The converters in dynamo are produced by aten_trace and falls under aten_ops_converters ( FX earlier had acc_ops_converters, aten_ops_converters or nn_ops_converters depending on the trace through which it was produced). The converters are registered using dynamo_tensorrt_converter for dynamo. The function decorated has the arguments - network, target, args, kwargs, name, which is common across all the operators schema. These functions are mapped in the aten converter registry dictionary (at present a compilation of FX and dynamo converters, FX will be deprecated soon), with key as the function target name.

aten_trace is produced by torch_tensorrt.dynamo.trace(..) for the export path and torch_tensorrt.compile(ir=dynamo) for the compile path.

The export path makes use of aten_tracer whereas the alternate trace in compile is produced by the AOT Autograd library. Both these simplify the torch operators to reduced set of Aten operations.

As mentioned above, if you would like to add a new converter, its implementation will be included in TensorRT/py/torch_tensorrt/dynamo/conversion/impl Although there is a corresponding implementation of the converters included in the common implementation library present in TensorRT/py/torch_tensorrt/fx/impl for FX converters, this documentation focuses on the implementation of the aten_ops converters in dynamo.

Converter implementation¶

In this section, we illustrate the steps to be implemented for writing a converter. We divide them according to activation, operator, lowering pass implementation or evaluator. Each of them is detailed with the help of an example

Registration
The converter needs to be registered with the appropriate op code in the dynamo_tensorrt_converter.
Activation type
Example: leaky_relu
aten_ops_converters: Dynamo_converters
Define in py/torch_tensorrt/dynamo/conversion/aten_ops_converters. One needs to register the opcode generated in the trace with dynamo_tensorrt_converter decorator. Op code to be used for the registration or the converter registry key in this case is torch.ops.aten.leaky_relu.default
@dynamo_tensorrt_converter(torch.ops.aten.leaky_relu.default)
    def aten_ops_leaky_relu(
        network: TRTNetwork,
        target: Target,
        args: Tuple[Argument, ...],
        kwargs: Dict[str, Argument],
        name: str,
    ) -> Union[TRTTensor, Sequence[TRTTensor]]:
            return activation.leaky_relu(network, target, SourceIR.ATEN, name, args[0], args[1])
The tensorrt_converter (used for FX registration) and dynamo_tensorrt_converter are similar decorator functions with some differences.

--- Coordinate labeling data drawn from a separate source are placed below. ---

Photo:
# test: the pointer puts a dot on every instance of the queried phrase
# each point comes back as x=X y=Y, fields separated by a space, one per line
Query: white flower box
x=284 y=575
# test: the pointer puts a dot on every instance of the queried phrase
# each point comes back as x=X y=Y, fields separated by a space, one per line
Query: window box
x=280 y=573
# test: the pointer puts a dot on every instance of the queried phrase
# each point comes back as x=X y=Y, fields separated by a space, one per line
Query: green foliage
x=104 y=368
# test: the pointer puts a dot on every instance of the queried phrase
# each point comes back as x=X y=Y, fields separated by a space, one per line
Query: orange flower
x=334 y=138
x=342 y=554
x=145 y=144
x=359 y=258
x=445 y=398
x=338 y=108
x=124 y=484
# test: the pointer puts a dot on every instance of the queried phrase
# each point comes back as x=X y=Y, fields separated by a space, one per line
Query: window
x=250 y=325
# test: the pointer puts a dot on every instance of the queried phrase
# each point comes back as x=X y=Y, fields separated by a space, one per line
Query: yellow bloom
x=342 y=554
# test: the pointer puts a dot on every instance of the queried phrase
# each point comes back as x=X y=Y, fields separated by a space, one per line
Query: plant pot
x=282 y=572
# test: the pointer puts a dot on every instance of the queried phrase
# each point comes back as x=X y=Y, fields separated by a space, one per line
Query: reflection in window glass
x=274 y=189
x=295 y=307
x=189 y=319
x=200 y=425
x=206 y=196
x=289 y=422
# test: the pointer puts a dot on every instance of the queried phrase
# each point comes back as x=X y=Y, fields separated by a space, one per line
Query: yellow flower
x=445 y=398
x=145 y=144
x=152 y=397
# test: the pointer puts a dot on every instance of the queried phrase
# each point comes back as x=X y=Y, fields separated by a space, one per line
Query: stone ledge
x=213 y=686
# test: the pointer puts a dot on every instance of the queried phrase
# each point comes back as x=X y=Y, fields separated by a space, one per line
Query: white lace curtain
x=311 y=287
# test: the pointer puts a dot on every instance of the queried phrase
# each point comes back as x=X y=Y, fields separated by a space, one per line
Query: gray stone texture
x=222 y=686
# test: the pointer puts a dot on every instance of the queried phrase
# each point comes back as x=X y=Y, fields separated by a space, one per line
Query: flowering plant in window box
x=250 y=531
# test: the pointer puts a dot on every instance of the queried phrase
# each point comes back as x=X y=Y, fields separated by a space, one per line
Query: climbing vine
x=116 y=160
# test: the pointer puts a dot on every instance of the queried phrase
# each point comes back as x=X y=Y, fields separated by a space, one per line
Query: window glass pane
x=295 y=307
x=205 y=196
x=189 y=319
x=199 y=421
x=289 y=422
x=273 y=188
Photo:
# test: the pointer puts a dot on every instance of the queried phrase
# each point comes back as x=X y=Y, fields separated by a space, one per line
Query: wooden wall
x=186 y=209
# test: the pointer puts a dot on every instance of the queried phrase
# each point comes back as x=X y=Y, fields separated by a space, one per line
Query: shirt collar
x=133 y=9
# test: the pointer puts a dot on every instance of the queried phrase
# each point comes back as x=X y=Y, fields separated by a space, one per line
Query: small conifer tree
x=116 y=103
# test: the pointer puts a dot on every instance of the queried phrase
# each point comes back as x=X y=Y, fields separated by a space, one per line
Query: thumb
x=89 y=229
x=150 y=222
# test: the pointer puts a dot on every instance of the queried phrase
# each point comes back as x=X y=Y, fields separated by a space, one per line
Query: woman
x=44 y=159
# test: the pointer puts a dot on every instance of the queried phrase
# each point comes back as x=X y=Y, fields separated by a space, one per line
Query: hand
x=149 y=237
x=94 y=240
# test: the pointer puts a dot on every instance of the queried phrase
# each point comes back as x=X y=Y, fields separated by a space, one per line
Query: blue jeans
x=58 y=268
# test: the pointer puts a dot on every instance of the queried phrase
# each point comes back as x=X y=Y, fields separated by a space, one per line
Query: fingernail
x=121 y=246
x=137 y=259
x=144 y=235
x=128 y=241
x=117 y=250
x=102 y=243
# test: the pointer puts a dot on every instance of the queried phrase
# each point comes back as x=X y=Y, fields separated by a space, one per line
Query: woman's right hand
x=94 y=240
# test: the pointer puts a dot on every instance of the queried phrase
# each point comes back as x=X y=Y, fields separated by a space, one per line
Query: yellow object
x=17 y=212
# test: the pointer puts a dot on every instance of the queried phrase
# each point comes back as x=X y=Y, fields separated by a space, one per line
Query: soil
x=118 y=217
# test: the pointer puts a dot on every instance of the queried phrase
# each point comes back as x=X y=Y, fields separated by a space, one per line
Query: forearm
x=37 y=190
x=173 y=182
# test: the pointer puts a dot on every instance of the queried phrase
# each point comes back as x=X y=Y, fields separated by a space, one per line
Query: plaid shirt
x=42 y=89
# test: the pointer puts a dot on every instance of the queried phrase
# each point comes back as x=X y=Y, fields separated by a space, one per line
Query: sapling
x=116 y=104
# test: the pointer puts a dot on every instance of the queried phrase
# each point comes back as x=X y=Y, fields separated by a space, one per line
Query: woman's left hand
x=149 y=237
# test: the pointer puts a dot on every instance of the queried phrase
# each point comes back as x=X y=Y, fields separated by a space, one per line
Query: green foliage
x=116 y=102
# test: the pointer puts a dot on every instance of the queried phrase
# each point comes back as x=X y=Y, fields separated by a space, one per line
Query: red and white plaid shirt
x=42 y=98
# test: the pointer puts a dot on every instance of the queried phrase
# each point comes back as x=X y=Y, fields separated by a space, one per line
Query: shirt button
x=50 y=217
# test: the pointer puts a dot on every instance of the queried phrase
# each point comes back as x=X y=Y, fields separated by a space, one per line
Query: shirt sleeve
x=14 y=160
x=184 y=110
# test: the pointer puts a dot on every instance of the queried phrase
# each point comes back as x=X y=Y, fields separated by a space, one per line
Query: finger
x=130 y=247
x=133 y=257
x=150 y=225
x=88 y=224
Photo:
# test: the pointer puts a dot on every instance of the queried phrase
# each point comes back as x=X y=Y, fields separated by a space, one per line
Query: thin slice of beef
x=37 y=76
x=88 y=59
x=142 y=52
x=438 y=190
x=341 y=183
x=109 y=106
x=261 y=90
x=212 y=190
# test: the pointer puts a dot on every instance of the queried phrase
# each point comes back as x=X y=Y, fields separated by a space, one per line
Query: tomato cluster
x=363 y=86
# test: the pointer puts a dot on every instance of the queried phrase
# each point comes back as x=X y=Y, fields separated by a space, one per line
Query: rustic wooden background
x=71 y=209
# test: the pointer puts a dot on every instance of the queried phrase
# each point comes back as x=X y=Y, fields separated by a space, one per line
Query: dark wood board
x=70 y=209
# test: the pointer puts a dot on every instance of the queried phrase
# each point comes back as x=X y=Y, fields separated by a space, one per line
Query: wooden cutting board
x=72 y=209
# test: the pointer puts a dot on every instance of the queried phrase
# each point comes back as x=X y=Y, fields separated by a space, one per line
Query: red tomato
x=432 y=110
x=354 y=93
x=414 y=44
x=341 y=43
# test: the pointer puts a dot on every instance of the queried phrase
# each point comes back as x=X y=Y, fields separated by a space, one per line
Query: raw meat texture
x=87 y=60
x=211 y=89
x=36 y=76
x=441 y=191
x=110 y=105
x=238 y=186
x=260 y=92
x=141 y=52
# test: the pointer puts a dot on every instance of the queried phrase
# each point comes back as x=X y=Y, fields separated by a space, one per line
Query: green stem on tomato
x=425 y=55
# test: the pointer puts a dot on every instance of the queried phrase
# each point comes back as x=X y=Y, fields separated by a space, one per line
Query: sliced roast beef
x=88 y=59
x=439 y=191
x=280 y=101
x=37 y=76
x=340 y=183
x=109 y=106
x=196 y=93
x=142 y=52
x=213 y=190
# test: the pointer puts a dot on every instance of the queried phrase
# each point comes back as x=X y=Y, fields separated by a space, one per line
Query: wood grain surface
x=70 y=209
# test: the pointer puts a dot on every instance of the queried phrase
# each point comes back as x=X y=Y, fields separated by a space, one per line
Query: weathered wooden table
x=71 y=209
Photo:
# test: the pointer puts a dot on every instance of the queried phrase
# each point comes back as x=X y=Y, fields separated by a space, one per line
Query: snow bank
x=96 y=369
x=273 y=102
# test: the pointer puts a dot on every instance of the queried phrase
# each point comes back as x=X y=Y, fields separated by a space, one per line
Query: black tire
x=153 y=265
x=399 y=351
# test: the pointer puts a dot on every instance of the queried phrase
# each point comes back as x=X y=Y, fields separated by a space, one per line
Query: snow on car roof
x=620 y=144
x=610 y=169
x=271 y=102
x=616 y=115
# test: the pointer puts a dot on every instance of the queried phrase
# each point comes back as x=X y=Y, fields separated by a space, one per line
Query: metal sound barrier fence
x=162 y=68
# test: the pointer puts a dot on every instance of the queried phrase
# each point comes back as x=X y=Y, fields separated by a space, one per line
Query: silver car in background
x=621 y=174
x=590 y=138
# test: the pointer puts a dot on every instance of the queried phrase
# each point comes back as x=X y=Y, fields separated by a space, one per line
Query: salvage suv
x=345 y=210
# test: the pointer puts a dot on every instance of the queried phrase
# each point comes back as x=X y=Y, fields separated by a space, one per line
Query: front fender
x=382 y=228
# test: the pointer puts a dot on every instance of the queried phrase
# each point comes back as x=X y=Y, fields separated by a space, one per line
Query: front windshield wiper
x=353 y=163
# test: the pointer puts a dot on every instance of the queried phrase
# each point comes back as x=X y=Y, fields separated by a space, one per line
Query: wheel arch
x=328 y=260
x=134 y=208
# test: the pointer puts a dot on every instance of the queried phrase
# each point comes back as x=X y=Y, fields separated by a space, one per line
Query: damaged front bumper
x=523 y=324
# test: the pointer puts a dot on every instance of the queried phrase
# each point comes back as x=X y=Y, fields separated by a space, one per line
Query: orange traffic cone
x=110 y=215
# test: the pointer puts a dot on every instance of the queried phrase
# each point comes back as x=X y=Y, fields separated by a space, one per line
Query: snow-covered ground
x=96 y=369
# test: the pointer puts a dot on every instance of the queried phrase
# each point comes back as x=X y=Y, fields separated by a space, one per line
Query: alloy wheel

Both register the converters in the registeries (python dictionaries) - CONVERTERS and DYNAMO_CONVERTERS respectively. These are two dictioneries which are concatenated to form the overall converter registry

The dictionary is keyed on the OpOverLoad which is mentioned in more detail below with examples

Both return the decorated converter implementation

The CONVERTERS directly registers the decorated converter_implementation function, while DYNAMO_CONVERTERS has additionational arguments and registers the ConverterSupport object

The additional arguments are:

key: Node target for which the converter is implemented for (for example, torch.ops.aten.leaky_relu.Tensor)

enabled: Whether the converter should be enabled/cached or not

capability_validator: Function which evaluates whether a node is valid for conversion by the decorated converter. It defaults to None, implying the capability_validator function is always true. This means all nodes of “key” kind can be supported by this converter by default. See embedding example for more details

priority: Converter’s level of priority relative to other converters with the same target

The ConverterSupport is a compilation of converter_implementation and capability_validator.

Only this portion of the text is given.